As application developer, I want to be able to create new opeartor with built-in ops, so that I can simplify the lowing from high-level framework(tensorflow,pytorch) to tim-vx, since I don't want to rewrite same pattern in different frameworks.

As application developer, I want to be able to create my own opeartor with standard opencl kernel, so that I can support novel operators not presented in tim-vx.

Design overview

extend.tim-vx.operators

  • Green components implemented as a public API of tim-vx.
  • Red components could be implemented outside of tim-vx.
  • Gray components implemented as a private code inside tim-vx.

Composed operator

If some operator can be composed by built-in operators, such as RNNCell which actually built from FullyConnected, Tanh, and DataConvert Layers, developer can add their own operator implementation before VSI introduce high-performance built-in ops.

Implementation reference of RNNCell

Keynotes for RNNCell:

In the constructor of RNNCellImpl, internal operators - fc/tanh/dataconvert - will be created without inner connection. The inner connection build up inside bindInput() and bindOutput();

Layout Inference {todo}

Inside of composed operator, it actually is a subgraph of tim-vx's built-in operatos, it should be easy to extend the original layout inference for build-in operators to composed operator - just do layout inference inside the subgraph.

void ComposedOp::OnInputs(std::vector<std::shared_ptr<vx::Tensor> next_tensor) {
    for(auto op: op_->OpsInSubgraph()) {
        auto Cloned = handleLayoutInference(new_graph, op);
    }
}

Customized opencl operator

Customzied kernel should implemented with standard OpenCL 2.0; With tim-vx built-in infrastructure, user can inject their operator with :

  1. OpenCL kernel stream as source code;
  2. Kernel enqueue configuration for global_work_size and local_work_size;
  3. Scalar parameter list defined as a std::tuple;
  4. Readable operator name;

TIM-VX provide two different approach to integrate user's operator:

  1. Build from source : build tim-vx source and user operators' implementation as single library;
  2. Build from sdk: tim-vx prebuilt as a standalone library and a set of standard headers; user build operator implementation and link with tim-vx;

From tim-vx api view, the customized operator registed at graph-level, the registration automatically effected at the first time to create instance of the customized operator. With this approcah, user can override built-in operator or support new operator in a new model easily.

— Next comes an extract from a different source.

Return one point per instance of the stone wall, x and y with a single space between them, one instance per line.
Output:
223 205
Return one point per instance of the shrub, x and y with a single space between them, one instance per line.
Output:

void CreateGraphWithCustomizedOperator() {
    // create context/graph/tensor as before.
    auto conv = graph->CreateOperation<tim::vx::Conv2d>(...);
    auto post_detect = graph->CreateOperation<3rd_party::DetectionPostProcess>(...);
    post_detect.BindInput(...);
    post_detect.BindOutput(...);
    
    graph->Compile();
}

How to determine parameter list in a tuple

Usually, kernel take two different kinds of paramter: "tensor-like" and scalar; The tensor-like parameters usually is the output-tensor from other operators or input for other operator. In the operator's paramter list, only scalar parameters should be defined. "tensor-like" operand should provied by bindInput/bindOutput.

The scalar paramters MUST provided at kernel registration.

Take following hswish as example: CL kernel signature:

__kernel void hswish_F32toF32(
    __read_only  image2d_array_t  input,
    __write_only image2d_array_t  output,
                 float            inputScale,
                 float            inputTail,
                 float            outputScale,
                 float            outputZP)

C++ paramter list defined by user

namespace user {
   class customized_hswish : public tim::vx::CustomizeOpBase {
    using param_types = std::tuple<float/*inputScale*/, float/*inputTail*/, float/*outputScale*/, float/*outputZP*/>;
    customized_hswish(std::shared_ptr<tim::vx::Graph> g, const param_types& params/* any other parameter required by c++ code, not relevant to cl kernel*/) {
    }

    auto clone(std::shared_ptr<tim::vx::Graph> g) {
        return g->CreateOperation<user::customized_hswish>(g, this->params/*others*/);
    }
   };
}

How to config global_work_size and local_work_size

Similar feature as clEnqueueNDRangeKernel in standard OpenCL;

Some tips for work_size: HWThreadCount = 4

Layout Inference {todo}

so far we don't support this feature. User should take care of the layout transform carefully. TODO: vsi will rework the framework so that any customized op can work properly in layout transform.